New for CIP Standard for Low Impact Facilities 

By Kyle Tobias, NERC CIP and Cyber Security Officer  

On March 16, FERC issued a new Order approving NERC CIP-003-9.  The revision to the standard adds new responsibilities for CIP low impact sites and is scheduled to take effect on 4/1/2026. At the site level, you will need to formally have methods to know when vendors are remotely accessing your systems and the ability to enable or disable these methods where needed. This new documented process will need to have supporting evidence which will be entirely dependent on what method is used at your site. For many of you, this will not change much functionally as you are already doing much of this. Documenting and logging that you are doing it will satisfy the compliance requirements. 
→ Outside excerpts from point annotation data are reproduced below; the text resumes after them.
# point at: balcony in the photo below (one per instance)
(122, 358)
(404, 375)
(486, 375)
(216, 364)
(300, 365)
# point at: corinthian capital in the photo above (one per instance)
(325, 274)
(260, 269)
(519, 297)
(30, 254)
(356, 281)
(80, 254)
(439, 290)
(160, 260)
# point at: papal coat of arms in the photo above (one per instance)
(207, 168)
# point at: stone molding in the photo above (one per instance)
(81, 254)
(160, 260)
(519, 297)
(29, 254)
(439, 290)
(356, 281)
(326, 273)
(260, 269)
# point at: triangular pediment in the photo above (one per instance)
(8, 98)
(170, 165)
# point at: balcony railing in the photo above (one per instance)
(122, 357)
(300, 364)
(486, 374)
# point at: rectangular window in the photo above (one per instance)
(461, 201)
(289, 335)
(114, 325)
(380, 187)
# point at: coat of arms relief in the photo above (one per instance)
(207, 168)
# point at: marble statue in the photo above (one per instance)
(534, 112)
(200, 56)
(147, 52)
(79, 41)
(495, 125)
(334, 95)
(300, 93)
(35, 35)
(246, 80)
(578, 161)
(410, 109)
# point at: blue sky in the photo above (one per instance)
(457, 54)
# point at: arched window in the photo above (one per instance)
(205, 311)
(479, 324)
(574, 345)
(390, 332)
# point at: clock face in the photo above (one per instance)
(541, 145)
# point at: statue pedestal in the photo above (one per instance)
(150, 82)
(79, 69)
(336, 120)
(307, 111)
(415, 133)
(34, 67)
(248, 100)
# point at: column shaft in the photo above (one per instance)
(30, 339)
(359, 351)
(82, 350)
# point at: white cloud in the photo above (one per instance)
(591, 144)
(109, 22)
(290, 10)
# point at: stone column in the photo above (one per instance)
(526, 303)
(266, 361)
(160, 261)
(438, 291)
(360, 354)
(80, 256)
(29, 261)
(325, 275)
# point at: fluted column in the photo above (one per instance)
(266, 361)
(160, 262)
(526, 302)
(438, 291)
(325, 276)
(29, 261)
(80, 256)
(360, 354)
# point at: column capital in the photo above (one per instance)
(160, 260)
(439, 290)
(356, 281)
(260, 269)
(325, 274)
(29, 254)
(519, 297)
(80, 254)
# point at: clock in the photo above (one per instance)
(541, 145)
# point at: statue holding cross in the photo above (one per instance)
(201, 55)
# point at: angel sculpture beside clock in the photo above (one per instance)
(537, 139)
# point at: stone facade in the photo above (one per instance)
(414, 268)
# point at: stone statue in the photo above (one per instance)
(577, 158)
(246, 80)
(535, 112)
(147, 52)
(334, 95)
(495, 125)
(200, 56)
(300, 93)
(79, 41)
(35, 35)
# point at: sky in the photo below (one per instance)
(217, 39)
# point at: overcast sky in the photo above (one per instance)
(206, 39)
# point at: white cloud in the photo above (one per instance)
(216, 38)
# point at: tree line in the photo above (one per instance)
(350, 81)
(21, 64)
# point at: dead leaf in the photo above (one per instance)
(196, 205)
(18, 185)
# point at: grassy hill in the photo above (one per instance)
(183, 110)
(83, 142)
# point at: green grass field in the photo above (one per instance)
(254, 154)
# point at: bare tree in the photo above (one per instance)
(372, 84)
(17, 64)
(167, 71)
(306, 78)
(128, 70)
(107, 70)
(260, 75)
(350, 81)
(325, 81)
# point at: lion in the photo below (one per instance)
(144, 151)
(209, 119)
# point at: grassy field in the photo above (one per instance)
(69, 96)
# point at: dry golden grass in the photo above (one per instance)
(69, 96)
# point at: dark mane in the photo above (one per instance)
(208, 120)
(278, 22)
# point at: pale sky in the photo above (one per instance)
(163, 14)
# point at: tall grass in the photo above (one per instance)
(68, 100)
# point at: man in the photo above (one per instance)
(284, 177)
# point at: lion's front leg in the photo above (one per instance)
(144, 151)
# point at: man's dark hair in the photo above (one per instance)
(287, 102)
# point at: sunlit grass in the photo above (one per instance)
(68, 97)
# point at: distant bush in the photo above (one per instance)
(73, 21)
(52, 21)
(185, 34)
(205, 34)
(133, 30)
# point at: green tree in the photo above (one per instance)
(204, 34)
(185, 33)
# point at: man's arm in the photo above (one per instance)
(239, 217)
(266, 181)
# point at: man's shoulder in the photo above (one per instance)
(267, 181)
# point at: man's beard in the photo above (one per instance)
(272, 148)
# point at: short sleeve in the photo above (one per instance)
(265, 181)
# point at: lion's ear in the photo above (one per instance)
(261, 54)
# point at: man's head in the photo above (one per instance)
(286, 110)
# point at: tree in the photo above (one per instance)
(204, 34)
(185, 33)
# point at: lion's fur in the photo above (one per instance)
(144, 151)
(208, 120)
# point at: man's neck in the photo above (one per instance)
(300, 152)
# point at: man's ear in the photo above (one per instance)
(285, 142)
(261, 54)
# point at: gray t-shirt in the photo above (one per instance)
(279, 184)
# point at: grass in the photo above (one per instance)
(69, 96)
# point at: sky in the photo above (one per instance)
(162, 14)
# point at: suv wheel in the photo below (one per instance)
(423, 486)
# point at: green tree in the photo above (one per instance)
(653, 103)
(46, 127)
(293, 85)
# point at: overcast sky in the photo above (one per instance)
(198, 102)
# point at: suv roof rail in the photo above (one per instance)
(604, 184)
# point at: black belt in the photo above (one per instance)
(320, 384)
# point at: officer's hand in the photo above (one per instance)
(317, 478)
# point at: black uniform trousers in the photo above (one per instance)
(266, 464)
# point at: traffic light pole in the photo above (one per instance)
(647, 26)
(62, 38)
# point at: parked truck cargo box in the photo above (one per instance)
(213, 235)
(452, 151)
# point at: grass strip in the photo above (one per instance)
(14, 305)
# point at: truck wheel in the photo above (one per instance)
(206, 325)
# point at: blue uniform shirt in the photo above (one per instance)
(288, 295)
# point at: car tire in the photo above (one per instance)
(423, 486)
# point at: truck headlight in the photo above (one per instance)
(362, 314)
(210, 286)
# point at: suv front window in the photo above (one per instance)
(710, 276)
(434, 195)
For example, there are some sites that have added physical A/B switches to the ethernet cables that handle remote connections. This may not have been formally stated in any process documents so adding it to the CIP-003 procedure satisfies compliance with that portion. Documenting the existence of the switch with an updated site network diagram will also provide some of the evidence needed.  

At the corporate level, we will be evaluating your site firewall access control rules over the course of the next year to ensure these are already compliant and make any adjustments where needed. We will be updating the standard CAMS CIP-003 process documents to address this issue at that level and will work with each site to ensure what is stated in that procedure fits your site’s abilities and requirements. 

Anytime NERC adds new responsibilities to the low impact sites it gets attention, and rightly so. Most of the CAMS fleet, much like the US generation fleet, are CIP low impact. Even though in this instance we have three years to ensure we are compliant, we are already working on this to get ahead of it with plenty of time to fine-tune the methods and related evidence-collection processes, tailored to your site’s needs. Expect to hear from your CAMS NERC compliance team.  By working together, we can ensure a streamlined transition to the new standard.    

The updated standard adds the following language to the requirement section for CIP low impact sites: 

Vendor Electronic Remote Access Security Controls: For assets containing low impact BES Cyber System(s) identified pursuant to CIP‐002, that allow vendor electronic remote access, the Responsible Entity shall implement a process to mitigate risks associated with vendor electronic remote access, where such access has been established under Section 3.1. These processes shall include: 

  • One or more method(s) for determining vendor electronic remote access; 
  • One or more method(s) for disabling vendor electronic remote access; and 
  • One or more method(s) for detecting known or suspected inbound and outbound malicious communications for vendor electronic remote access. 

Evidence examples provided for this new requirement are: 

  • Part one documentation showing: 
  • steps to preauthorize access; 
  • alerts generated by vendor log on; 
  • session monitoring; 
  • security information management logging alerts; 
  • time‐of‐need session initiation; 
  • session recording; 
  • system logs; or 
  • other operational, procedural, or technical controls. 
  • Part two documentation showing: 
  • disabling vendor electronic remote access user or system accounts; 
  • disabling inbound and/or outbound hardware or software ports, services, or access permissions on applications, firewall, IDS/IPS, router, switch, VPN, Remote Desktop, remote control, or other hardware or software used for providing vendor electronic remote access; 
  • disabling communications protocols (such as IP) used for systems which establish and/or maintain vendor electronic remote access; 
  • Removing physical layer connectivity (e.g., disconnect an Ethernet cable, power down equipment); 
  • administrative control documentation listing the methods, steps, or systems used to disable vendor electronic remote access; or 
  • other operational, procedural, or technical controls. 
  • Part three documentation showing implementation of processes or technologies which have the ability to detect malicious communications such as: 
  • Anti‐malware technologies; 
  • Intrusion Detection System (IDS)/Intrusion Prevention System (IPS); 
  • Automated or manual log reviews; 
  • alerting; or 
  • other operational, procedural, or technical controls.